# 10 Gallon Low Tech Rock Scape-RCS Tank-Update 7-10-10



## talontsiawd (Oct 19, 2008)

Specs:
-Marina 10 Gallon Tank (top is rimless out the box)
-Zoo Med 501 Canister Filter
-Ebay Lily Pipes (broke inlet so zoo med intake for now)
-Tetra Heater in PVC Piping Inline
-DIY Clip on CFL light-23 Wattx2


Plants
-HC

Fish
-5 Red Cherry Shrimp

Pics:


----------



## talontsiawd (Oct 19, 2008)

Some inhabitant shots:









































And here is it in my room with the new tank I just setup yesterday (dry start)


----------



## !shadow! (Jan 25, 2010)

not bad for a start man, what type of camera are you using by the way?


----------



## talontsiawd (Oct 19, 2008)

The camera is a borrowed Panasonic DMC-LZ7. It is just a point and shoot. I couldn't get it to take anything at first but found a setting where you could pick a spot and adjust the white balance (which is different from the auto white balance). That was the only way I could get decent pics, I don't really like the camera but don't own one so what can I do lol.


----------



## Darkblade48 (Jan 4, 2008)

I like the wood in the dry start tank.

2x 23W bulbs over a 10g is quite a bit of light; I think you may have algal problems if you don't raise your lights up a bit.


----------



## talontsiawd (Oct 19, 2008)

I have had this setup on my old tank and never had issues. It has been up for only a week but zero algae. That is one reason I did make my lights adjustable though. 

Thanks about the wood. I am not sure I am going to use it. I found it hiking in the Berkeley hills awhile ago.


----------



## speedie408 (Jan 15, 2009)

Great start man. If you need more manzies, lemme know since it seems like your a Bay Area local.


----------



## talontsiawd (Oct 19, 2008)

speedie408 said:


> Great start man. If you need more manzies, lemme know since it seems like your a Bay Area local.


 Thanks man. I really just have that for a visual of what I want try to do while dry starting. I have found you can get alot of mananita at the SF flower market which my GF lives a block away from. Most to big for my tank but I could cut it down. Love all your tanks btw.


----------



## talontsiawd (Oct 19, 2008)

Ok, update time....One of my RCS was pregnant before I got her and didn't drop her eggs through the acclimation process, etc. I found her on the floor and got really sad since it would be the first time I had anything in my aquarium reproduce. Today I noticed that another female was carrying eggs. I got happy. Then I noticed a baby shrimp and another, and another. It seems the female that jumped had her babies before doing so. Very happy.

I tried to take pics but couldn't get any so I took a FS shot. There is an algae waffer in the middle. It is filling in faster than I thought actually but still slowish. The glass is dirty so the pic isn't great.


----------



## talontsiawd (Oct 19, 2008)

Well, the babies are now big enough to take pictures of. I don't know how many I have, but it's alot. I also have 2 more pregnant shrimp.
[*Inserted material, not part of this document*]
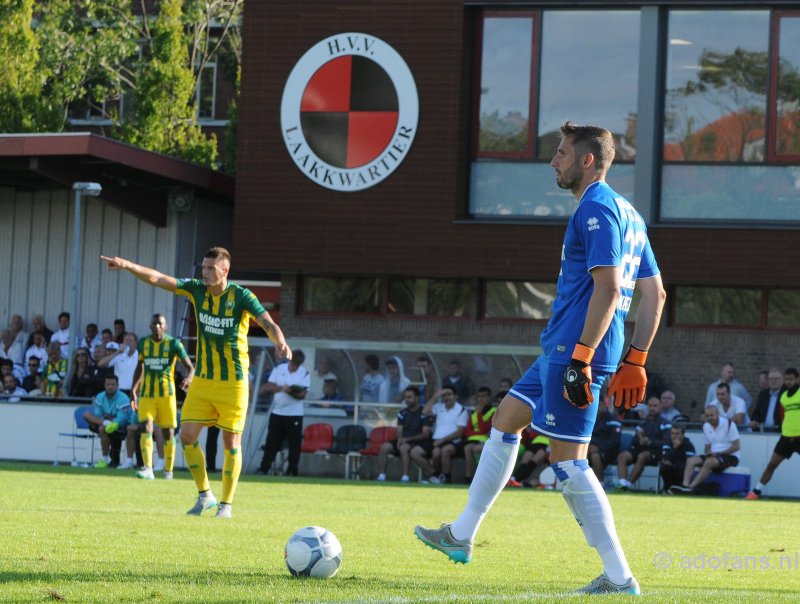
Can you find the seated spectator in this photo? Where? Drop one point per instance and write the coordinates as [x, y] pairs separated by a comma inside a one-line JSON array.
[[11, 389], [676, 453], [606, 437], [55, 371], [111, 411], [81, 380], [731, 407], [766, 408], [535, 449], [789, 442], [735, 387], [721, 452], [395, 382], [450, 419], [476, 432], [413, 428], [647, 445]]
I may have a little factory going here.

Baby









Size comparison (and these grew almost 2x there size in a few days)
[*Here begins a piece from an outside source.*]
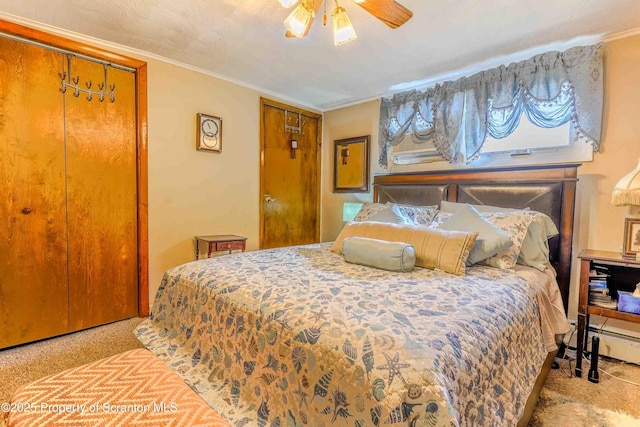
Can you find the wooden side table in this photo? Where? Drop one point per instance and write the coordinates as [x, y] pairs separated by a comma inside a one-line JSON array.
[[220, 242], [623, 275]]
I am having trouble getting some full tank shots due to no background. I have some GDA which is actually welcomed right now but I have raised my lights. My photoperiod is really long and will be reduced when I want the GDA to go away. As long as I don't get other algae, this is fine as it is pretty easy to get rid of in my expreience.


----------



## talontsiawd (Oct 19, 2008)

OK, I tried to get a good FS shot but couldn't. I tried to edit it and went to far but it gives you a decent idea (I never edit pictures of my tank before so I had no idea what I was doing)










Even though it is filling in slowish, I would say the growth is good. I think it will fill the rest in in the middle pretty quick. I will need to add some more HC to the sides if I want that to really start to grow out quickly, I might, I am in no rush.
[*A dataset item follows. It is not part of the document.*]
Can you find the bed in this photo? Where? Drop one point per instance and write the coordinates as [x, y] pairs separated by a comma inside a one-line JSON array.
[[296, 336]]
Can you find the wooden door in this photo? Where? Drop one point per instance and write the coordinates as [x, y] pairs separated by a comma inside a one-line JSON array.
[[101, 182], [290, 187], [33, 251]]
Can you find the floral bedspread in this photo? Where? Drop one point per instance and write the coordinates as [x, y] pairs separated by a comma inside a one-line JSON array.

Oh, I also stupidly broke my intake lilly pipe so I am pissed about that. I don't know when I will get a new one, it isn't a priority.


----------



## Voozle (Mar 22, 2009)

I didn't realize an _iwagumi_ layout could be done low tech, this should be fun to watch. It looks good so far. I would suggest a background, as I find the shutters distracting from the aquascape, but that may just be me.


----------



## talontsiawd (Oct 19, 2008)

Voozle said:


> I didn't realize an _iwagumi_ layout could be done low tech, this should be fun to watch. It looks good so far. I would suggest a background, as I find the shutters distracting from the aquascape, but that may just be me.


I don't concider it a true Iwagumi layout as I really only used the "rules" as a guideline. I also only have HC now but who knows, I may throw in stems or whatever. I just will do what I feel like.

I have done a few low tech scapes but never took pictures. I find a 10 gallon does great with a incandecent hood, using 2 13watt 6500k GE bulbs. You can grow "high light" plants with good color, it is just really slow. If you run into algae problems (I have yet to have more than GDA), you just shorten the photo period to 5-6 hours and in a few days it is gone. Works every time for me and when I want to get rid of my GDA, I will do the same.

Many people think HC needs CO2 and high light. I have no trouble with this. The HC that is in there has been grown under less light for almost a year and a half. Does fine, almost no ferts (like 2x a year). I use excel for faster growth but don't do it regularly. 

Low tech is awsome for sure. I love my high tech 29 but it is like 10x more work. It is more fun to experiment though because things grow back qucikly and you can make things do what they shouldn't. I have some sunset hygro I dont know what to do with so I put it in there. It isn't making a true carpet that is attractive but it is basically carpeting my substrate.


----------



## talontsiawd (Oct 19, 2008)

Oh, and the reason I don't have a background yet is I plan to use window tint for cars. I have a problem in the fact that I only have about .5in where the window sill is. I just need to find a day where I have a ton of patience. 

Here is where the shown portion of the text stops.